ZA/UM has been generous in sharing their influences. Kurvitz and his writers cite Emile Zola's 1885 masterpiece Germinal as an inspiration, a novel about a rioting group of French coal miners, which shines through in Elysium's shadowy intrigue of labor disputes and constant, witty cut-ups of socialism. They also recommend the work of Soviet science fiction authors Arkady and Boris Strugatsky, and their visions of an elaborate communist utopia called NoonWorld.

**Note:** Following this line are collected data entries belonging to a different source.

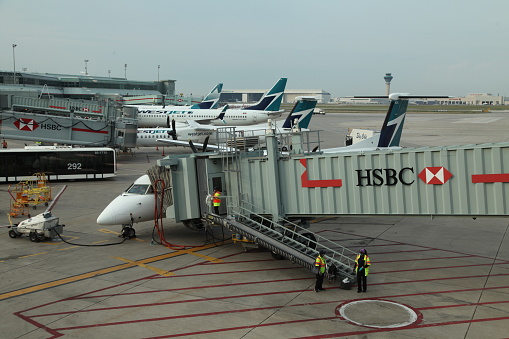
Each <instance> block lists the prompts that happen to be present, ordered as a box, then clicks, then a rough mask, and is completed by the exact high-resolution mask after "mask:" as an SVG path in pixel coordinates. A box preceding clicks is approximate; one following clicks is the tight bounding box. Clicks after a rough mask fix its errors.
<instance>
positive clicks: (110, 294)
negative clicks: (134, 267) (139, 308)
mask: <svg viewBox="0 0 509 339" xmlns="http://www.w3.org/2000/svg"><path fill="white" fill-rule="evenodd" d="M311 279H315V277H308V278H295V279H281V280H269V281H257V282H245V283H235V284H221V285H208V286H199V287H196V286H192V287H182V288H169V289H164V290H157V291H140V292H128V293H122V294H121V296H126V295H140V294H152V293H161V292H175V291H186V290H193V291H196V290H201V289H207V288H221V287H230V286H240V285H256V284H269V283H277V282H288V281H296V280H311ZM118 296H119V294H100V295H93V296H86V297H77V298H73V300H77V299H92V298H106V297H118Z"/></svg>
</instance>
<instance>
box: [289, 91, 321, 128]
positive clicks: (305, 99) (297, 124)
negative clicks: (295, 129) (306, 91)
mask: <svg viewBox="0 0 509 339" xmlns="http://www.w3.org/2000/svg"><path fill="white" fill-rule="evenodd" d="M315 107H316V98H301V99H299V100H297V102H296V103H295V105H294V106H293V109H292V111H291V112H290V113H289V114H288V116H287V117H286V120H285V122H284V124H283V128H292V127H293V126H294V125H295V121H296V120H297V121H298V123H297V125H298V127H299V128H308V127H309V122H310V121H311V117H312V116H313V110H314V109H315Z"/></svg>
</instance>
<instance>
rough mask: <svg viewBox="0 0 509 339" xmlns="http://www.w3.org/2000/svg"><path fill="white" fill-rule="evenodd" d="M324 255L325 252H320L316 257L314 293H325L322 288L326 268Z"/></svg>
mask: <svg viewBox="0 0 509 339" xmlns="http://www.w3.org/2000/svg"><path fill="white" fill-rule="evenodd" d="M324 255H325V251H324V250H320V252H319V254H318V257H316V259H315V268H316V269H317V273H316V283H315V292H320V291H325V288H323V287H322V284H323V277H324V275H325V267H326V264H325V258H324V257H323V256H324Z"/></svg>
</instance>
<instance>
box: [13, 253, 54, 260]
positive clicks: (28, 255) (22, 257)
mask: <svg viewBox="0 0 509 339" xmlns="http://www.w3.org/2000/svg"><path fill="white" fill-rule="evenodd" d="M46 253H48V252H42V253H36V254H30V255H25V256H22V257H18V259H23V258H28V257H35V256H36V255H41V254H46Z"/></svg>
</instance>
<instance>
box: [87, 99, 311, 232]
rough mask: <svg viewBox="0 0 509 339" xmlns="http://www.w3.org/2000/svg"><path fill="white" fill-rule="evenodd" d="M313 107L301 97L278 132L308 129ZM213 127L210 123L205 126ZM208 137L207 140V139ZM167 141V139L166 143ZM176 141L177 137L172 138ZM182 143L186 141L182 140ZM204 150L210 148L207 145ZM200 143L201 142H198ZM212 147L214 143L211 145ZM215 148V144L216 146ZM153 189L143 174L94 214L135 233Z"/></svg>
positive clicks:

Art director Aleksander Rostov says he was influenced by Rembrandt, Ilya Repin, and contemporary British artist Jenny Saville. On the studio's Twitter feed I saw some beautiful landscapes by Russian painter Stepan Feodorovich Kolesnikov. Digging through their internet trails, I felt like I was watching an old-fashioned art movement begin—informed by salons of squalor and poverty, with Baltic levels of passion and pathos and highbrow European taste. In a computer game! One where you can punch a 12-year-old meth head in the face, or wear boots you stole from a rotting corpse while you sing karaoke, or riddle your way to an understanding of neoliberal economics so thorough that you earn a single dollar every time you convince someone else of the worth of the free market. It's bizarre and heartwarming.

In an interview with the Escapist, Kurvitz says ZA/UM plans to release a "manifesto" describing their "cultural ethos" in 2020. He calls the collective "less a studio and more a cultural movement in the vein of Dadaism or Fluxus... just using video games as their medium rather than theater or painting."